Prohászka konnte Zerstörung und Unwesen der „Lenin-Boys” in
seiner Residenz in Székesfehérvár nicht sehen, deshalb zog er
ins Wohnhaus von Prälat-Kanoniker Ferenc Streit. Sonst verbrachte
er die ganze Zeit des Kommüns mit Ekel und Passivität.
Die Arbeiterklasse und noch viele in Ungarn erwarteten
Ende März von der Räterepublik die Verbesserung ihres Lebens,
erhöhte Löhne, Warenüppigkeit und normale Gesundheitsversorgung.

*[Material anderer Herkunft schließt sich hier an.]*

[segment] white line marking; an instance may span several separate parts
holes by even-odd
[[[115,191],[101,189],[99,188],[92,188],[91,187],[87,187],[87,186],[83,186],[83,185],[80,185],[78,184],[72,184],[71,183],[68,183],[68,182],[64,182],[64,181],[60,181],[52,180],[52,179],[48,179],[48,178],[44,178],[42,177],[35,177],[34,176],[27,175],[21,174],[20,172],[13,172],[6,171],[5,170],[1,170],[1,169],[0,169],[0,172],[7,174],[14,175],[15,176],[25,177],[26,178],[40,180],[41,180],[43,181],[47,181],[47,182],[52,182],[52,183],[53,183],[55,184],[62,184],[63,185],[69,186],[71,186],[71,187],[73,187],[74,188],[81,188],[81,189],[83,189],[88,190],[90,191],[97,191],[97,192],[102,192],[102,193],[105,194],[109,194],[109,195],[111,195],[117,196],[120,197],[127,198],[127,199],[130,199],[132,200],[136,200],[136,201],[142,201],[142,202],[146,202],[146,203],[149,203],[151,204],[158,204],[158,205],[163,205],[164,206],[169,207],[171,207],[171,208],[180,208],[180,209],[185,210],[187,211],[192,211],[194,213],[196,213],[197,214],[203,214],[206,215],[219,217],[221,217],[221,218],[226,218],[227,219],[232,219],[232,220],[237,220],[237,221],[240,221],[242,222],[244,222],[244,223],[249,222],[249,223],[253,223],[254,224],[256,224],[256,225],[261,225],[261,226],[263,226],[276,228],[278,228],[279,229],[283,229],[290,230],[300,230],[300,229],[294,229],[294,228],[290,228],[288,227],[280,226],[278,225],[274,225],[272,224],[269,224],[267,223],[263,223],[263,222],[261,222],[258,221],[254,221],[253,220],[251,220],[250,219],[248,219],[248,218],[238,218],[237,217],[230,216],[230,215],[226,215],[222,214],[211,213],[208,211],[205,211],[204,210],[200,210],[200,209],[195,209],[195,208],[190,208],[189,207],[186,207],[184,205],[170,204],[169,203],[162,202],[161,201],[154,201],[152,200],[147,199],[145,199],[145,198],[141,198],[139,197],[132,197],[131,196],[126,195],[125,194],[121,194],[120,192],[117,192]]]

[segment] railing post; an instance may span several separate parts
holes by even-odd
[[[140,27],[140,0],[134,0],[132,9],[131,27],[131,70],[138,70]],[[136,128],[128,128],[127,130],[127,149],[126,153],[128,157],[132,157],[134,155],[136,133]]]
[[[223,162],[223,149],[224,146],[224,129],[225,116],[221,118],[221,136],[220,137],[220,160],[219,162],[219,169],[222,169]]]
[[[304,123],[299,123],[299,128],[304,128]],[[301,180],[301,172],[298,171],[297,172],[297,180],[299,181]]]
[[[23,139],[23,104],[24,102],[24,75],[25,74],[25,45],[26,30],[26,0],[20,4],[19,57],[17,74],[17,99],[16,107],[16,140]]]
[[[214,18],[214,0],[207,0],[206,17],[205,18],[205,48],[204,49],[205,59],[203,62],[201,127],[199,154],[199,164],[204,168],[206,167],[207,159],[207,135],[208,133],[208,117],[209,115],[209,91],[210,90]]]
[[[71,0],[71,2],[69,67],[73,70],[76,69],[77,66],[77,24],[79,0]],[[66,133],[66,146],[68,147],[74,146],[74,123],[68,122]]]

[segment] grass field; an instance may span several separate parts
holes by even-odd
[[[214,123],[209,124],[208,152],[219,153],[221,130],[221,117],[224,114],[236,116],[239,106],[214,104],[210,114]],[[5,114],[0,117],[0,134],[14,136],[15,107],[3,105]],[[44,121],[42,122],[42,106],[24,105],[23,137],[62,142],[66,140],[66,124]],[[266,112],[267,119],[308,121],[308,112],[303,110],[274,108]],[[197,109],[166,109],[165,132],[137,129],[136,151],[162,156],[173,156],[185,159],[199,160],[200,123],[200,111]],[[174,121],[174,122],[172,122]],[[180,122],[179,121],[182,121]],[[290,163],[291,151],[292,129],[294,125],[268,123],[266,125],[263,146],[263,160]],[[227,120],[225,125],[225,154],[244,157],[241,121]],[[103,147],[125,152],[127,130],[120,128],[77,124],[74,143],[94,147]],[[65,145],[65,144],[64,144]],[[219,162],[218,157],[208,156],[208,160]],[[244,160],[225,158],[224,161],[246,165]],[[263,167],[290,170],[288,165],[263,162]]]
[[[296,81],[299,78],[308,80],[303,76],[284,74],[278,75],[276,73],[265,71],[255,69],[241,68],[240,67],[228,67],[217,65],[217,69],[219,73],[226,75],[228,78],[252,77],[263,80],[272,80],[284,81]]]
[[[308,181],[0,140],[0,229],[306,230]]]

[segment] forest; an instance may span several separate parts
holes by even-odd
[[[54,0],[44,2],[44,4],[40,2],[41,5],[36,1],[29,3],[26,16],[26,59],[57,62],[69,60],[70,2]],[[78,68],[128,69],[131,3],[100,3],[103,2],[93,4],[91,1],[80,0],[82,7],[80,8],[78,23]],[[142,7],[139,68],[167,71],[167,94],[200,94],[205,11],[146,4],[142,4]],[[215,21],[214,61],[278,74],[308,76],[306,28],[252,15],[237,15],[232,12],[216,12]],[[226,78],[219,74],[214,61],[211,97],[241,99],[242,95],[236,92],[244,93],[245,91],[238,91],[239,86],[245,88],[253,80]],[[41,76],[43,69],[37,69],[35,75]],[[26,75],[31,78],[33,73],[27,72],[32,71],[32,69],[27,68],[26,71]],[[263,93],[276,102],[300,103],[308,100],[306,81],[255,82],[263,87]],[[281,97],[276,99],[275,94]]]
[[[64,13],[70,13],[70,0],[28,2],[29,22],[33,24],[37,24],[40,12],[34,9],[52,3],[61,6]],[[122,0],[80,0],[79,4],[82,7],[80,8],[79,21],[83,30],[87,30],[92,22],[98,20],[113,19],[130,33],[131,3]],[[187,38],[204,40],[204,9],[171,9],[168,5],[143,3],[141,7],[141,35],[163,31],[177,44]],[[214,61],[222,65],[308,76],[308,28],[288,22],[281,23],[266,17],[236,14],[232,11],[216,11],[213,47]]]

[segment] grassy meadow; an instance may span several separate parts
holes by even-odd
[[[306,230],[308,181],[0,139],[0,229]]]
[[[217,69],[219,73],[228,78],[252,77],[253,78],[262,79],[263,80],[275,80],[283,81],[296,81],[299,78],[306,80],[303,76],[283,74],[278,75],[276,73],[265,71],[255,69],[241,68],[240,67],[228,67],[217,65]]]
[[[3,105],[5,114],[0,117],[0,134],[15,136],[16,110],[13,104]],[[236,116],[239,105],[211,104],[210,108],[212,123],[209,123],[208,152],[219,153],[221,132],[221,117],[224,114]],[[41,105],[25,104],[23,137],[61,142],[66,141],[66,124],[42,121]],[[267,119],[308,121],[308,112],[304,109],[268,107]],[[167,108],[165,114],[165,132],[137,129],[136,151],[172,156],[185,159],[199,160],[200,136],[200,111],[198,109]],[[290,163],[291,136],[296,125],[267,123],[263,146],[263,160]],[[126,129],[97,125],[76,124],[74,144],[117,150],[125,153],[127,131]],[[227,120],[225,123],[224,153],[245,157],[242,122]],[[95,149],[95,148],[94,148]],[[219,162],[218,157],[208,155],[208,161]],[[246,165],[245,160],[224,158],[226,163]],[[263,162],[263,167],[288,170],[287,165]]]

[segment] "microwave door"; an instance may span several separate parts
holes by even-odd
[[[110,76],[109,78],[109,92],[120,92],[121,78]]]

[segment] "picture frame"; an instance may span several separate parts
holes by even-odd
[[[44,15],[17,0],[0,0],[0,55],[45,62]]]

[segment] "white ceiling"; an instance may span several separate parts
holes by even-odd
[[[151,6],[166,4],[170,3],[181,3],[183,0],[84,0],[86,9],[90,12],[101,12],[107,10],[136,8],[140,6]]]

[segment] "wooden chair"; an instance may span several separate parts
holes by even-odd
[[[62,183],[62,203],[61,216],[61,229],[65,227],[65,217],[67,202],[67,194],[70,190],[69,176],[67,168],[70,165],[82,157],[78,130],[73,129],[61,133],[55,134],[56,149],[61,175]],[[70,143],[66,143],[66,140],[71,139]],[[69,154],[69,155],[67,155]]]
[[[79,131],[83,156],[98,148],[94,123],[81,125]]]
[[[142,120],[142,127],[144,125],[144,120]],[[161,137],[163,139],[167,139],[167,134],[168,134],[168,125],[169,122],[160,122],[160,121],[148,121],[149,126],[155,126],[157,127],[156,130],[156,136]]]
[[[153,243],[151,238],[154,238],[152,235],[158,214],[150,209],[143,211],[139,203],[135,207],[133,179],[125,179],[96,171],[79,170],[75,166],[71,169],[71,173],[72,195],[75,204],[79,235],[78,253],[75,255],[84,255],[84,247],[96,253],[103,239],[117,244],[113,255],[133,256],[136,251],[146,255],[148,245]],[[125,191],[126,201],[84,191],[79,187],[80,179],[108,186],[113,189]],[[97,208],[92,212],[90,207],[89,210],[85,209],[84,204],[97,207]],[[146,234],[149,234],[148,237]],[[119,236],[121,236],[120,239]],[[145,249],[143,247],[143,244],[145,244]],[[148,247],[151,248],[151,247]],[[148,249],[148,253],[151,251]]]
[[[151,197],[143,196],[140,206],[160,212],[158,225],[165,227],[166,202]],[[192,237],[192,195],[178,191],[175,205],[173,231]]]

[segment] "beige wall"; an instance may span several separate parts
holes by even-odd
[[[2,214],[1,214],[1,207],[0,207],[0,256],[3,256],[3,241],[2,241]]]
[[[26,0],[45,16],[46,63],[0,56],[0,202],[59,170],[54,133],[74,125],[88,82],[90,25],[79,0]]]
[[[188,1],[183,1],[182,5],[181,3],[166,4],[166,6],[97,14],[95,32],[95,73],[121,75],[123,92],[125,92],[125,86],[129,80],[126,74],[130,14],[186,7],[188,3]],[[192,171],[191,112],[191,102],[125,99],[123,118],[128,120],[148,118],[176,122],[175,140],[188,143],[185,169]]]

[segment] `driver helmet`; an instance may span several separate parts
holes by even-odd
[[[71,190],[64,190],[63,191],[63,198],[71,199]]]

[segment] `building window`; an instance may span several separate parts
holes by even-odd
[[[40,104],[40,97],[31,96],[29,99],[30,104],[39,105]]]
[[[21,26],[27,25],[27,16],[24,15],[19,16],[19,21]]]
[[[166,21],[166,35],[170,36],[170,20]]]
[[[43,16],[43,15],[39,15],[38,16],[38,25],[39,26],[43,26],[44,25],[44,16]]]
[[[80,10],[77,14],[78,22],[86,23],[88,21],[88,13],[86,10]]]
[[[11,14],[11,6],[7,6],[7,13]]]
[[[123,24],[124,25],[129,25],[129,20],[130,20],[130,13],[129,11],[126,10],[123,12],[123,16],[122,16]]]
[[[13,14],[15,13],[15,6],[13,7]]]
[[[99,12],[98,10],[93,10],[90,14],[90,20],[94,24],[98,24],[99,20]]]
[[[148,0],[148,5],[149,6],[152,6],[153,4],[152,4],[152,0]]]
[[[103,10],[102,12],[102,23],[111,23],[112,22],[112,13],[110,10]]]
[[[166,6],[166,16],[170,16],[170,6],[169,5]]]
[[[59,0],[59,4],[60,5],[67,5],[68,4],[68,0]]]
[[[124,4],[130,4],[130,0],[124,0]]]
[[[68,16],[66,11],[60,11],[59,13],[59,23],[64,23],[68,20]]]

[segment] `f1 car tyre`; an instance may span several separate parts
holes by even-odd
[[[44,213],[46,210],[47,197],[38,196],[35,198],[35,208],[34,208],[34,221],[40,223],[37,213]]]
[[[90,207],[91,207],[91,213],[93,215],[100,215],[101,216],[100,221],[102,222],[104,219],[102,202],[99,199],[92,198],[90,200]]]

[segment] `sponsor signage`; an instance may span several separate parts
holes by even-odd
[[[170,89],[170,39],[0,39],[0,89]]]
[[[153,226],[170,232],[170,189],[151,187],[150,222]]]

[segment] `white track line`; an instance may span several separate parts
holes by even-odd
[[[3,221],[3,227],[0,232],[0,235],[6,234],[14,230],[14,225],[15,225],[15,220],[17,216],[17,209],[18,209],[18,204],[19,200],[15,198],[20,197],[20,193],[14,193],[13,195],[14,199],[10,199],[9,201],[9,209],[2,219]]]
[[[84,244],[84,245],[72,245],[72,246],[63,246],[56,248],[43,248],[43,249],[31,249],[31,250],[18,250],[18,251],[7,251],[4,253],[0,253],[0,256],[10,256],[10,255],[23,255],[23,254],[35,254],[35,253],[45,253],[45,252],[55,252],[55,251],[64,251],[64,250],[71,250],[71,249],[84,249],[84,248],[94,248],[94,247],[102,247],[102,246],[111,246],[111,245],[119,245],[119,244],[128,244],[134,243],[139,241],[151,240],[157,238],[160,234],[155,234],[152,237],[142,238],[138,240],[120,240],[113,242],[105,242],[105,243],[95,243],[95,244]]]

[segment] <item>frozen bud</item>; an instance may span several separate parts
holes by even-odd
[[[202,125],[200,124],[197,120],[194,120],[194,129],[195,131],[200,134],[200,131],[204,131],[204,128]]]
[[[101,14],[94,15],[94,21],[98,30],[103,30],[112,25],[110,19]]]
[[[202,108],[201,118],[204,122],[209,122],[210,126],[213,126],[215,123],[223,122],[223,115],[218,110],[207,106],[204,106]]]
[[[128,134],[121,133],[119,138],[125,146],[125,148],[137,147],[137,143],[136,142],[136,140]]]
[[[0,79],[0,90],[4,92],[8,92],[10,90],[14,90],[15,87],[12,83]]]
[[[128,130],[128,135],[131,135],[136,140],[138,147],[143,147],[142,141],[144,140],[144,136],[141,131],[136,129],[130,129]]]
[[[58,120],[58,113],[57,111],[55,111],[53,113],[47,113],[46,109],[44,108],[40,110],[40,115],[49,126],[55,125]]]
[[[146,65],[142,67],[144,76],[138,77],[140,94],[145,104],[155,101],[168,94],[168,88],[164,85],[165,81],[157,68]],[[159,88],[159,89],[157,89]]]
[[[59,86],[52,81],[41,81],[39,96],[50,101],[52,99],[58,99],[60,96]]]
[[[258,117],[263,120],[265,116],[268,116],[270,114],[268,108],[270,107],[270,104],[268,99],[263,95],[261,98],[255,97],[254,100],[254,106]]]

Die das Land mit Streitkräften umgebende Entente
umschloss Ungarn mit einer Kette von Blockaden: Béla Kuns
terroristisches Regime wurde ausgehungert und die Volksmassen,
die im März die Ausrufung der Räterepublik begrüßten,
begannen sich allmählich von den Kommunisten abzuwenden.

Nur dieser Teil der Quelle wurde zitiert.